C) Get rid of Medical Education. Doctors graduate with $300,000 in debt often. So they have to make it up by recommending every treatment possible to you and charging as much as possible so they can pay back their loans. This is not in your favor. Almost everything I can learn in an expensive medical school I can learn with a combination of Passion + Internet + Apprenticeship.
So if someone truly wants to help people and be a “MEDICAL DOCTOR” here’s what I recommend: the following three (or four) step medical education:
1) At the age of18, spend a year changing bedpans at a hospital and let’s see if you truly have the passion AND compassion to be a medical doctor (most don’t have either but by the time they finish their $300,000 in debt education they are forced to continue in order to pay back their loans and to justify the 12 year time invested).
2) Spend a year where you pay a GP (or whatever field you want to go in) to be their intern. This should cost you about $20,000.
3) Spend a year as an apprentice for the same GP but charge a lower rate to patients.
4) If you want to be a surgeon, go to a 1-2 year “surgeon school”
5) A yelp-like system should be created to review both drugs and doctors. Yelp has proven to be extremely efficient for ranking the most important aspect of our society – our culinary tastes. Why not use it for other important things. Like where and how we get treated for illness.
Now you’re an MD. At theage of 20 or22. Not 32.
Net result of all of this:
A) Cheaper and more drugs
B) More diseases cured
C) Bigger community discussing the diseases and various treatments. This is what social media is for. It should be transformative of the medical industry.
D) More doctors.
E) Less expenses all around for the patient
F) More medical facilities around the country
G) Less corrupt influence of the big insurance and pharma companies
H) Less government expense by eliminating the FDA.
You can argue, “But more people will die from bad drugs.” Many many more people will be saved also. And once a drug is truly discovered (and this will happen much faster in my system) to cure liver cancer then that drug will quickly rise to the top in the yelp-system and everyone will begin using it and all the people with liver cancer will be saved. Let’s not forget, the FDA recalls as many drugs as it approves. How come? Because the real world is different from a laboratory. And once a drug is approved it often is shown to have harmful effects when it’s prescribed. So then it’s recalled, showing once again the FDA does nothing useful but cost people money.

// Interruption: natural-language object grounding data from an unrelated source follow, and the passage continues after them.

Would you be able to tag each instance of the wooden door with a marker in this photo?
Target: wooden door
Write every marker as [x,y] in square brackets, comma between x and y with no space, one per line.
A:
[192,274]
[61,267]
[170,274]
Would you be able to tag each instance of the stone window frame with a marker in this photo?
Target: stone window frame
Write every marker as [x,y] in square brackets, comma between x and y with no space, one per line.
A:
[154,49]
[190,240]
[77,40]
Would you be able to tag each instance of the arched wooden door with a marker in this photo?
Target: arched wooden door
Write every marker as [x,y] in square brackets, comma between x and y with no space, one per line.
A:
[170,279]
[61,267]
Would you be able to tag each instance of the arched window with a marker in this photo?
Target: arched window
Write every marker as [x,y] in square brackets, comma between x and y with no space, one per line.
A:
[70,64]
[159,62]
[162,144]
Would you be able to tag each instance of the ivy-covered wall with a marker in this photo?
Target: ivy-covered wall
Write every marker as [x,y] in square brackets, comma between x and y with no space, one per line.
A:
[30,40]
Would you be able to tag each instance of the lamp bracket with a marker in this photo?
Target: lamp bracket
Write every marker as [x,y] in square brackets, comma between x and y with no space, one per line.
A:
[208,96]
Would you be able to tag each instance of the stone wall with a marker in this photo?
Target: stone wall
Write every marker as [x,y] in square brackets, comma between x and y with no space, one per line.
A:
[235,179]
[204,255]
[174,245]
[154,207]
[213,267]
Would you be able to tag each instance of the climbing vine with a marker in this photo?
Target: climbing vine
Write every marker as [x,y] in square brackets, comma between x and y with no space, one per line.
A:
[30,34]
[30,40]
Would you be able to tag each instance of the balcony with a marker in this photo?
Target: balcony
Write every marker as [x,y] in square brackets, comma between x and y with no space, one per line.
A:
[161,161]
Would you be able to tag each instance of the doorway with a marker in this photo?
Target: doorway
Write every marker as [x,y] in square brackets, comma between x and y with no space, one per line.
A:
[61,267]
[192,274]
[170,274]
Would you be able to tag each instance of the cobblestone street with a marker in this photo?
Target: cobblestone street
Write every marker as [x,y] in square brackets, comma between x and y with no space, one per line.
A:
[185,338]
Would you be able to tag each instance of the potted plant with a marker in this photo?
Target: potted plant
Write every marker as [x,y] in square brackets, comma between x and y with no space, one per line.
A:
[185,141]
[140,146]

On top of all of this, my system will create many more doctors with much more compassion. And if they want to suddenly change jobs, then let them. They haven’t invested 12 years and$300,000 to be a doctor. But that’s ok, because there’s many people lining up to replace them.
What about all the jobs lost at the insurance companies and the FDA? Well, maybe they should become doctors and help people instead of hurt them!
So, for anyone needing a pap smear, or a check of their tonsils, or having problems with depression or post-traumatic stock market stress, give me a holler. Office hours are open.